The only reason I'm really posting this is to illustrate something that I and many others have screamed ourselves hoarse about during the past several years: that there is
no damned difference at all between the Republican and the Democrat parties in the United States.
In an interview with Chris Wallace on Fox News Sunday, new Republican National Committee chairman Micheal Steele said that it was "important" for the Republican Party to "reach out" and embrace candidates who are pro-abortion and pro-"gay marriage".
(Incidentally, I have my own thoughts about that and I might articulate them someday in the near future, suffice it to say it's a perspective that's neither "conservative" or "liberal"... and a lot of my fellow Christians might find it a bit surprising.)

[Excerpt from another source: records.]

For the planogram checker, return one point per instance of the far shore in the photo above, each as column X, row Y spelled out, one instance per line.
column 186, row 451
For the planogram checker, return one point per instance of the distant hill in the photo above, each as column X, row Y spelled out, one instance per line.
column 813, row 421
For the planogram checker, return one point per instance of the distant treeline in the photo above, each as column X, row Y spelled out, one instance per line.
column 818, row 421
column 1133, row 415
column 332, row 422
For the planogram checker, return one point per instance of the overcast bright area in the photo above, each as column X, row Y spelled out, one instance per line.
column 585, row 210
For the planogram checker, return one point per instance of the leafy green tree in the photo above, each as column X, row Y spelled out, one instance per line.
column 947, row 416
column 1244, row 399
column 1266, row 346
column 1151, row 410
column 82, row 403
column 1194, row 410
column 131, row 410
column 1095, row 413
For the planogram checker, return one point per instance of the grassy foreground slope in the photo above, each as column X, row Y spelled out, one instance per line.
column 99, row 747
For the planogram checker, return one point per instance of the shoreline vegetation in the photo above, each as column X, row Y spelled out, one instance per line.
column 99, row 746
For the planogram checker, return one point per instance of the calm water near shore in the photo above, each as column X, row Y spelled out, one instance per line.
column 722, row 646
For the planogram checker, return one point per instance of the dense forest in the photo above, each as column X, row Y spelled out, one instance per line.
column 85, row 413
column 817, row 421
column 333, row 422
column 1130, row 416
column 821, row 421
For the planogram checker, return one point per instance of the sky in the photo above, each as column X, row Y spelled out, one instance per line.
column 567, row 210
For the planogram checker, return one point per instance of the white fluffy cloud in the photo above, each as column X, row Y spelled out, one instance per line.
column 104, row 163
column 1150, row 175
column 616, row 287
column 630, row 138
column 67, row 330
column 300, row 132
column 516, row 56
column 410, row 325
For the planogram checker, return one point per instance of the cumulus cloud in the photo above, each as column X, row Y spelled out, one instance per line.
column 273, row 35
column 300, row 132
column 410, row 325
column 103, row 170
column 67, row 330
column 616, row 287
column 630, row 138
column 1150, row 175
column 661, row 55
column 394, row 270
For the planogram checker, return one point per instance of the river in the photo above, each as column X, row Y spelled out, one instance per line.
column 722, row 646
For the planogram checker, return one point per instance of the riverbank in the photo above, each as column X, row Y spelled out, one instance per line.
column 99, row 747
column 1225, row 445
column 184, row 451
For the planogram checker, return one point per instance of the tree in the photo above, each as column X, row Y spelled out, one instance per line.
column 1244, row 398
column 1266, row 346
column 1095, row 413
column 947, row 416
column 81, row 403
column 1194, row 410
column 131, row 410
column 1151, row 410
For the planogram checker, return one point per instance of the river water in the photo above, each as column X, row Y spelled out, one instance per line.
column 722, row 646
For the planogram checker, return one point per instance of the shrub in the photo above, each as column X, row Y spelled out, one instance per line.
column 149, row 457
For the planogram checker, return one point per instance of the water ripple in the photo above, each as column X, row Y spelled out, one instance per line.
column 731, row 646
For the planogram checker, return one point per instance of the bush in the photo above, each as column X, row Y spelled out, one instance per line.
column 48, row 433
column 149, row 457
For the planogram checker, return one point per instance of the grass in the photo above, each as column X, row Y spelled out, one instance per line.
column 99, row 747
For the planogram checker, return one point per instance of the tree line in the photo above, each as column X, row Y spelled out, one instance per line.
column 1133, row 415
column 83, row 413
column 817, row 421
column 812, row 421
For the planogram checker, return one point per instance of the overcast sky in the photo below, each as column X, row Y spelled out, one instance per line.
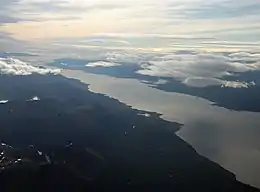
column 207, row 24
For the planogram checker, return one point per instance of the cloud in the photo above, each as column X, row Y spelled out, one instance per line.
column 204, row 82
column 202, row 69
column 3, row 101
column 35, row 98
column 237, row 84
column 102, row 64
column 10, row 66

I think that this elicits a lot of questions. Obviously, how is what Steele suggesting for his own party, any different at all from the Democrat party? Why should anyone who is, say, very much pro-life believe that his or her stance is going to be represented by the Republican Party anymore, if it is willing to compromise itself on this issue? How does this demonstrate that the Republicans are out for anything other than political capital?
And I for one would like to pose a question to certain "conservative Christians" who I know are reading this blog (yeah I'm looking at you Ron Baity, Jeff Baity and the others from Berean Baptist in Winston-Salem): how in the world, in light of this, do you still maintain that you have to owe loyalty to the Republican Party, when it clearly no longer cares at all about you and other "evangelicals" or what values you hold to?
Maybe the United States owes the old Soviet Union an apology. At least communist Russia was honest about being run by a single political party. In America, most rubes are convinced that there are two parties and that somehow, they're "making a difference" by belonging to one or the other.